1st Signal From GOES-O Satellite Received Following Successful Launch

"Performing As Planned"

NASA and the National Oceanic and Atmospheric Administration (NOAA) have received the first on-orbit signals from GOES-O, indicating that the Earth-observation satellite is healthy and operating normally. Controllers confirmed initial contact with the spacecraft at 12:25 a.m. Eastern time at a ground station on the Diego Garcia atoll in the Indian Ocean.

"We are very pleased to report that GOES-O is performing as planned, and we will continue to support this satellite through handover to NOAA so that it can fulfill its mission of providing critical, life-saving weather information,” said Craig Cooning, vice president and general manager of Boeing Space and Intelligence Systems. "The launch of GOES-O is a testament to the collaborative teaming and commitment of our employees to provide best-of-industry, next-generation environmental systems to NASA and NOAA."

GOES-O was launched on a Delta IV rocket Saturday at 6:51 p.m. Eastern time from Space Launch Complex 37B at Cape Canaveral Air Force Station, Fla. Boeing commercial launch business Boeing Launch Services procured the vehicle and mission services from United Launch Alliance.

Sunday's signal acquisition marks the second successful launch in the GOES N-P series and the latest step in enhancing NOAA’s Earth-observation and weather-monitoring capabilities. GOES-O, which is designed for a minimum orbit life of 10 years, will be placed in on-orbit storage and may replace an older GOES satellite in 2010. Together with GOES-13 (formerly GOES N), which launched on May 24, 2006, GOES-O will provide complete coverage of the Western Hemisphere.

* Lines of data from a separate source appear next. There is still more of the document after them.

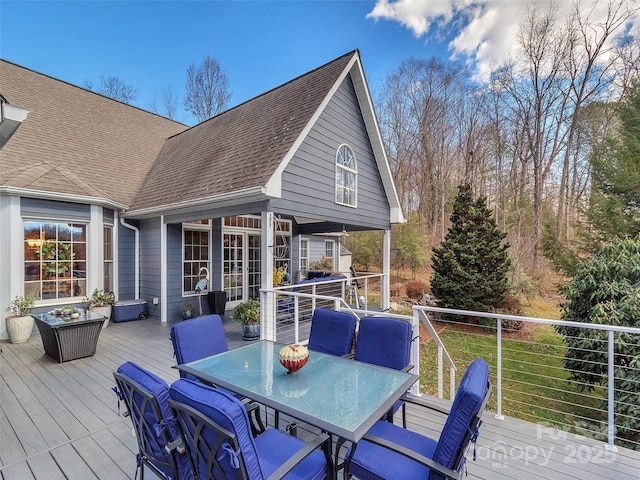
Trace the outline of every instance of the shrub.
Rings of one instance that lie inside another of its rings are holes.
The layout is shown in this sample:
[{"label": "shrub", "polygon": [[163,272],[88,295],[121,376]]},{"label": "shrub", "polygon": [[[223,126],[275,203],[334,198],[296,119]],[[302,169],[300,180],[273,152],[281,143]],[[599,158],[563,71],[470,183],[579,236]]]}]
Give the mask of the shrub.
[{"label": "shrub", "polygon": [[407,289],[407,297],[414,300],[422,300],[425,293],[429,291],[429,287],[422,280],[412,280],[405,285]]},{"label": "shrub", "polygon": [[[563,288],[562,320],[640,327],[640,235],[616,238],[578,268]],[[640,442],[640,342],[627,332],[615,334],[614,375],[609,378],[608,334],[602,330],[557,326],[567,351],[564,366],[579,392],[590,394],[596,386],[614,382],[616,435]],[[602,408],[607,409],[606,400]],[[628,445],[625,445],[628,446]],[[631,447],[633,448],[633,447]]]},{"label": "shrub", "polygon": [[400,297],[402,296],[402,291],[404,290],[404,286],[401,283],[394,283],[389,286],[389,293],[392,297]]}]

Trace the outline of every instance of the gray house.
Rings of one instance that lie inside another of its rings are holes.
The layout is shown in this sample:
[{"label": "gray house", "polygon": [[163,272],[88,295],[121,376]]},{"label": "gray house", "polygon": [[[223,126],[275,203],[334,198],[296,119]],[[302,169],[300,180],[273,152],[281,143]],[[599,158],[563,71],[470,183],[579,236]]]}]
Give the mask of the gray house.
[{"label": "gray house", "polygon": [[358,230],[386,232],[388,273],[404,219],[357,50],[191,128],[3,60],[0,94],[28,111],[0,150],[3,311],[102,288],[166,321],[202,267],[230,308],[274,267],[341,271]]}]

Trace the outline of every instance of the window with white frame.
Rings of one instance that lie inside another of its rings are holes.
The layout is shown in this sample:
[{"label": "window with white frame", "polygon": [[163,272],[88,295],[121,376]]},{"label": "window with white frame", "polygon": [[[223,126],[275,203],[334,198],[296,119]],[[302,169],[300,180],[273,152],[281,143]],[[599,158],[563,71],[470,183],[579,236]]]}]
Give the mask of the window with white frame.
[{"label": "window with white frame", "polygon": [[103,253],[102,261],[104,263],[104,281],[103,289],[105,292],[113,292],[113,227],[104,225],[103,227]]},{"label": "window with white frame", "polygon": [[44,302],[85,296],[87,225],[27,220],[23,228],[25,296]]},{"label": "window with white frame", "polygon": [[336,203],[356,206],[358,170],[356,157],[348,145],[340,145],[336,153]]},{"label": "window with white frame", "polygon": [[335,242],[333,240],[325,240],[324,242],[324,259],[333,265],[333,268],[336,268],[335,262]]},{"label": "window with white frame", "polygon": [[[205,223],[206,222],[206,223]],[[182,290],[183,294],[195,293],[200,280],[200,269],[209,270],[209,242],[211,228],[209,221],[183,224],[182,226]]]},{"label": "window with white frame", "polygon": [[300,270],[303,272],[309,271],[309,239],[300,239]]}]

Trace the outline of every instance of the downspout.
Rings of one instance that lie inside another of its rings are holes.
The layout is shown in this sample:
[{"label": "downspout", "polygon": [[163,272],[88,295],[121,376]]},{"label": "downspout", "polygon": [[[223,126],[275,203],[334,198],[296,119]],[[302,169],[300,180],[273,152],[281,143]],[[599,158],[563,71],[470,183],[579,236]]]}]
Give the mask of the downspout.
[{"label": "downspout", "polygon": [[[123,217],[120,217],[120,224],[123,227],[127,227],[133,230],[135,243],[134,243],[134,285],[135,285],[135,298],[140,298],[140,230],[134,225],[130,225],[124,221]],[[118,259],[120,255],[118,255]]]}]

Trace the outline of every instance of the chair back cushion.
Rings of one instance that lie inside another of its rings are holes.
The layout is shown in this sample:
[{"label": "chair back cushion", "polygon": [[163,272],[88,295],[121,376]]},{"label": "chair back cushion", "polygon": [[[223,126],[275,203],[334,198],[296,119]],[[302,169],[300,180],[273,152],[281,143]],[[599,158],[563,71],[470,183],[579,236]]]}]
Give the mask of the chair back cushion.
[{"label": "chair back cushion", "polygon": [[355,359],[402,370],[409,365],[411,324],[386,317],[362,317],[356,338]]},{"label": "chair back cushion", "polygon": [[350,313],[316,308],[309,333],[310,350],[330,355],[347,355],[353,348],[356,317]]},{"label": "chair back cushion", "polygon": [[[176,415],[183,431],[185,425],[189,429],[189,432],[184,433],[200,478],[214,478],[214,463],[224,471],[226,478],[241,478],[242,465],[234,466],[236,459],[244,462],[247,478],[262,479],[264,477],[251,434],[247,410],[240,400],[220,389],[187,379],[175,381],[169,389],[169,394],[172,401],[179,402],[172,405],[176,408]],[[237,450],[225,435],[211,426],[204,426],[199,432],[192,431],[191,427],[202,424],[198,423],[198,420],[194,421],[194,417],[188,420],[186,418],[189,415],[188,411],[180,408],[179,404],[191,407],[201,416],[234,435],[237,439]],[[197,445],[200,445],[200,454],[197,454],[194,448]],[[215,452],[213,456],[209,455],[206,449],[213,449]]]},{"label": "chair back cushion", "polygon": [[[462,377],[449,416],[440,433],[438,446],[433,455],[436,462],[454,470],[460,468],[460,460],[471,439],[470,429],[475,428],[476,418],[482,415],[483,412],[480,410],[486,406],[489,391],[489,365],[483,359],[476,358]],[[439,480],[443,477],[432,471],[429,478]]]},{"label": "chair back cushion", "polygon": [[[174,473],[170,466],[171,459],[164,447],[180,438],[180,435],[169,407],[167,382],[133,362],[123,363],[117,372],[120,376],[116,376],[116,382],[130,410],[136,435],[139,437],[138,444],[144,450],[141,453],[167,477],[172,477]],[[145,393],[151,395],[150,401],[145,398]],[[134,405],[129,405],[129,402]],[[140,416],[143,418],[139,418]],[[178,478],[192,479],[188,457],[176,454],[174,458]]]},{"label": "chair back cushion", "polygon": [[[171,342],[178,363],[189,363],[226,352],[227,337],[220,315],[203,315],[176,323],[171,327]],[[180,372],[185,378],[195,378]]]}]

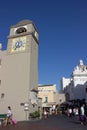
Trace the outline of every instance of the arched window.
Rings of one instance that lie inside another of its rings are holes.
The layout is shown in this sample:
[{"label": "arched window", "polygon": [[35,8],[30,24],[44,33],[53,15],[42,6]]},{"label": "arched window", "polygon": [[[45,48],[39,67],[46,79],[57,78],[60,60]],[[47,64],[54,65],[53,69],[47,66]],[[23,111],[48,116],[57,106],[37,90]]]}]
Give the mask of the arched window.
[{"label": "arched window", "polygon": [[27,32],[27,29],[24,27],[20,27],[16,30],[16,34]]}]

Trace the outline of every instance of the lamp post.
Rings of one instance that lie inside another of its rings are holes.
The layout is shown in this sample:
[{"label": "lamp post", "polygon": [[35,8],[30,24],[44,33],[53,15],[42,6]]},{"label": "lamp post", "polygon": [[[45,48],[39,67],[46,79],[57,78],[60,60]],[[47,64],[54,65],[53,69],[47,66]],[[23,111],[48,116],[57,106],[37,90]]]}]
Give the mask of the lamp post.
[{"label": "lamp post", "polygon": [[24,111],[26,115],[26,120],[28,120],[29,103],[24,103]]}]

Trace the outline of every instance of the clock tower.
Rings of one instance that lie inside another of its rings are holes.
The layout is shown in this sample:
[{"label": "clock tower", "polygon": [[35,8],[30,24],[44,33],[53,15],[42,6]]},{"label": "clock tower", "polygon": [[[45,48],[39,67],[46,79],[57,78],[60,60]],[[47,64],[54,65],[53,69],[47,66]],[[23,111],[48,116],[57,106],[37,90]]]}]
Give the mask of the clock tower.
[{"label": "clock tower", "polygon": [[8,36],[8,53],[29,51],[32,39],[38,44],[38,32],[32,21],[23,20],[13,25]]},{"label": "clock tower", "polygon": [[0,92],[4,93],[0,112],[6,112],[11,105],[18,121],[28,119],[29,112],[38,108],[38,45],[38,31],[32,21],[23,20],[11,26],[0,71]]}]

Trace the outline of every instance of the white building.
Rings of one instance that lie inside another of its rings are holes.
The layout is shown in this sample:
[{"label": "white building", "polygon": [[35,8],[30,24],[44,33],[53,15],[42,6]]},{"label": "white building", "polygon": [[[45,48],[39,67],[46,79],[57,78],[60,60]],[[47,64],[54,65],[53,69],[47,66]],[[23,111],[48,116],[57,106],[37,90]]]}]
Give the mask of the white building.
[{"label": "white building", "polygon": [[87,100],[87,66],[82,60],[74,68],[70,79],[62,78],[61,85],[61,91],[66,94],[66,100]]}]

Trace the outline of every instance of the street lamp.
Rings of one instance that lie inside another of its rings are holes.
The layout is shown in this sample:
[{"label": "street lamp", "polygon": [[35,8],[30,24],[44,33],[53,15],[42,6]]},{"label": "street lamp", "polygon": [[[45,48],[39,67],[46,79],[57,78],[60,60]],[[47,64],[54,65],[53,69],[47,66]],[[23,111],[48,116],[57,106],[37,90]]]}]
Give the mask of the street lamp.
[{"label": "street lamp", "polygon": [[24,103],[24,111],[26,115],[26,120],[28,119],[29,103]]}]

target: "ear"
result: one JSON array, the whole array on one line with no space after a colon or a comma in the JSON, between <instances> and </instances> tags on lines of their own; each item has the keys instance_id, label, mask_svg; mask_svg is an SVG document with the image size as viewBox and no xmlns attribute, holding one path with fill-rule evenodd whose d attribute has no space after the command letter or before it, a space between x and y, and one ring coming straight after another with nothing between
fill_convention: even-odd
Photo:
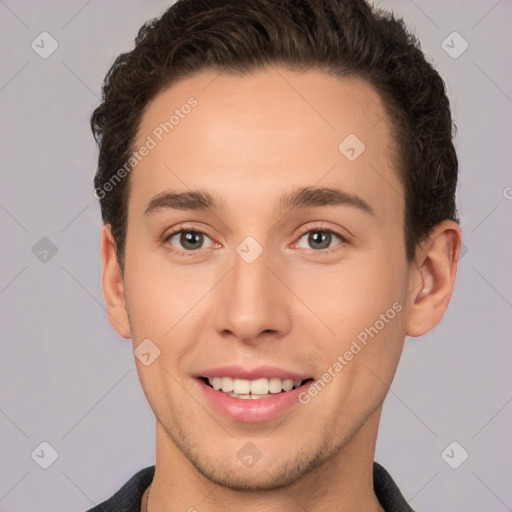
<instances>
[{"instance_id":1,"label":"ear","mask_svg":"<svg viewBox=\"0 0 512 512\"><path fill-rule=\"evenodd\" d=\"M116 244L109 224L103 226L101 233L101 262L103 264L101 285L108 319L120 336L131 338L124 296L123 272L117 259Z\"/></svg>"},{"instance_id":2,"label":"ear","mask_svg":"<svg viewBox=\"0 0 512 512\"><path fill-rule=\"evenodd\" d=\"M443 318L453 292L461 242L458 224L445 220L418 247L409 280L408 336L426 334Z\"/></svg>"}]
</instances>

The three-axis Boeing 601 spacecraft includes an imager that produces visible and infrared images of the Earth’s surface, oceans, cloud cover and storm developments; a multispectral sounder that provides vertical temperature and moisture profiles of the atmosphere; and a solar X-ray imager that monitors the sun’s X-rays for early detection of solar flares. GOES-O also carries space environment monitoring instruments that will measure X-rays and extreme ultraviolet and particle emissions, including solar protons, alpha particles and electrons. The GOES-O communications subsystem also includes a search-and-rescue capability to detect distress signals from ships and airplanes.